Databricks Community

pascal_vogel · ‎06-23-2025

This post is written by Pascal Vogel, Solutions Architect and Anton Vlasov, Senior Solutions Engineer.

Databricks Apps makes it easy to build secure data and AI applications on the Databricks Data Intelligence Platform. To build great apps developers need more than a powerful platform - they need a great developer experience.

If you're coming from notebook-based development, you might be missing out on the fast feedback loops, robust debugging tools, and seamless deployments that modern application developers take for granted.

This post offers an opinionated guide to setting up a great developer experience for Databricks Apps with both the power of the Databricks platform and the productivity of using your favorite local integrated development environment (IDE).

Recognizing development anti-patterns

If you’re new to developing Python-based web applications and more used to implementing data pipelines and data science projects on Databricks, you may be tempted to start developing apps in a Databricks notebook, the workspace files UI, or using Databricks Connect from your local IDE.

However, these approaches share several drawbacks which make them a bad fit for app development:

❌ No live feedback loop: you need to redeploy your app each time you want to see changes in action.
❌ Limited support for syntax highlighting, debugging, code linting, type checking, and unit testing.
❌ Cumbersome dependency management to match the Databricks Apps environment.

Instead, consider adopting the following best practices to develop applications for Databricks Apps.

Develop locally in your preferred IDE

To get a fast feedback loop when building Databricks Apps, develop on your local machine.

Developing Databricks Apps does not require any service-specific tooling, so your favorite IDE like Visual Studio Code, PyCharm, and others will work fine. AI-assisted IDEs like Cursor or Windsurf are a great choice for developing Databricks Apps as well.

Most Python application frameworks like Dash, Streamlit, or Flask feature live refresh functionality.

Live updates.gif

In the case of Streamlit, make sure to enable “Always rerun” in the application UI or set the runOnSave configuration option to true. Dash and Flask have live refresh enabled out of the box.

Optionally, you can improve your IDE development experience with extensions.

The Databricks extension for Visual Studio Code makes it easy to define, deploy, and run Databricks Asset Bundles (DABs) which allow you to apply CI/CD best practices to Databricks projects, including for apps.

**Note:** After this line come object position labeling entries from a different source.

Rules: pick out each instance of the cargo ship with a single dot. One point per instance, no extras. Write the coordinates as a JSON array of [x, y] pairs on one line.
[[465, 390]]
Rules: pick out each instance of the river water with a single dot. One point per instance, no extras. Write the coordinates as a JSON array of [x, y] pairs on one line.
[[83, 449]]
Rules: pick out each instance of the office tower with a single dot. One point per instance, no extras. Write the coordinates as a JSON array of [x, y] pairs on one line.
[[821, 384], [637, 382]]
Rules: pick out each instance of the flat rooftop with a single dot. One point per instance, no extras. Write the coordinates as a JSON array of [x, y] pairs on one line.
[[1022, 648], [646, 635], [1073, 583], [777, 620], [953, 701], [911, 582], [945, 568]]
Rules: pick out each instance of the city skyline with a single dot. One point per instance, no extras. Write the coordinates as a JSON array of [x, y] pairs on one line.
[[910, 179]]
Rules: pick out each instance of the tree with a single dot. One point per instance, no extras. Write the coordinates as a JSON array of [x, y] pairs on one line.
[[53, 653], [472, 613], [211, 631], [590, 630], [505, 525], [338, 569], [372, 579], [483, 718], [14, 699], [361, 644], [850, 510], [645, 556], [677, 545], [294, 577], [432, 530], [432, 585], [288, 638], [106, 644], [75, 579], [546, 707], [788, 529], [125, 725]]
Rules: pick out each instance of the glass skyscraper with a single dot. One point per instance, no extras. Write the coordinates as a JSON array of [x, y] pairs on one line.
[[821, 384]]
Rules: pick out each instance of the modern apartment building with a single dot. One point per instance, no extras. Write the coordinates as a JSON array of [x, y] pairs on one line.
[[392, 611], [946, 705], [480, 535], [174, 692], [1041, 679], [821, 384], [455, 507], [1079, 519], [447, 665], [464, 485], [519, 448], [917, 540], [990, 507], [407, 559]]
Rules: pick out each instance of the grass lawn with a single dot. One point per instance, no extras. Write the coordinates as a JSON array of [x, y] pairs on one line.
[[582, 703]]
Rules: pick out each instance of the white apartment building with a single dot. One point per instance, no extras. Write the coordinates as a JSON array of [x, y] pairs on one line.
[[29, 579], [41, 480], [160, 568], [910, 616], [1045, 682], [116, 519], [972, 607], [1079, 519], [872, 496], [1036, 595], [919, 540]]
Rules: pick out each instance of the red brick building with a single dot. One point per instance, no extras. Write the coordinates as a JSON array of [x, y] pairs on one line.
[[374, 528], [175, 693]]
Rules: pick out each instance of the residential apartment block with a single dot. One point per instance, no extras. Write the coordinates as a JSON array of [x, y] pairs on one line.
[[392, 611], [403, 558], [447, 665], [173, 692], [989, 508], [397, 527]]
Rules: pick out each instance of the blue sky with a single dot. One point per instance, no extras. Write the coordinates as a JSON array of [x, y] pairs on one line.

In addition, the extension allows you to sync files from your local machine to your Databricks workspace files from where you can easily deploy an app.

The Databricks PyCharm plugin similarly allows you to sync local files to your Databricks workspace.

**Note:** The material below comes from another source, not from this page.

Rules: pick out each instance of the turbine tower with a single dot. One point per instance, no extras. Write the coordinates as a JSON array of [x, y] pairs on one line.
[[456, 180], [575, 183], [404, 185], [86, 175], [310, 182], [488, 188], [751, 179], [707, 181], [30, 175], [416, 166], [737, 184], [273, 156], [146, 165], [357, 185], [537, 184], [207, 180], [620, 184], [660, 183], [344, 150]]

Connect to live Databricks resources during development

Most Databricks Apps leverage other Databricks resources, such as SQL warehouses, Model Serving endpoints, or Jobs. When developing apps locally, we recommend connecting directly to live Databricks resources running in a development workspace.

This way, you always develop against live API definitions, rate limits, and other configurations that may be difficult to reproduce with mocked resources.

By using OAuth user-to-machine (U2M) authentication, your app running locally can interact with live Databricks resources using your personal Databricks credentials.

With the Databricks CLI installed, run the following command to trigger the OAuth U2M authentication flow:

databricks auth login --host <workspace-url> --profile DEFAULT

You can find more detailed setup instructions in the Databricks documentation.

Using this approach has two key benefits:

You do not need to rely on long-lived credentials such as a Databricks Personal Access Token (PAT).
Your app can use the same code to interact with Databricks resources when running locally and when deployed on Databricks Apps.

Note: In the context of developing or deploying a Databricks App, there is no situation where you would need to use a personal access token - OAuth is always the preferred authentication method.

Consider the following example code which uses the Databricks SQL Connector:

# app.py

from databricks import sql
from databricks.sdk.core import Config

cfg = Config()

conn = sql.connect(
    server_hostname=cfg.host,
    http_path="<your-warehouse-http-path>",
    credentials_provider=lambda: cfg.authenticate,
)

query = f"SELECT * FROM main.sandbox.sales_customers LIMIT 1000"

with conn.cursor() as cursor:
    cursor.execute(query)
    df = cursor.fetchall_arrow().to_pandas()
    print(df.head())

conn.close()

This code works both when running the app locally when authenticated with OAuth U2M authentication and when using the service principal credentials of a Databricks App without any code changes.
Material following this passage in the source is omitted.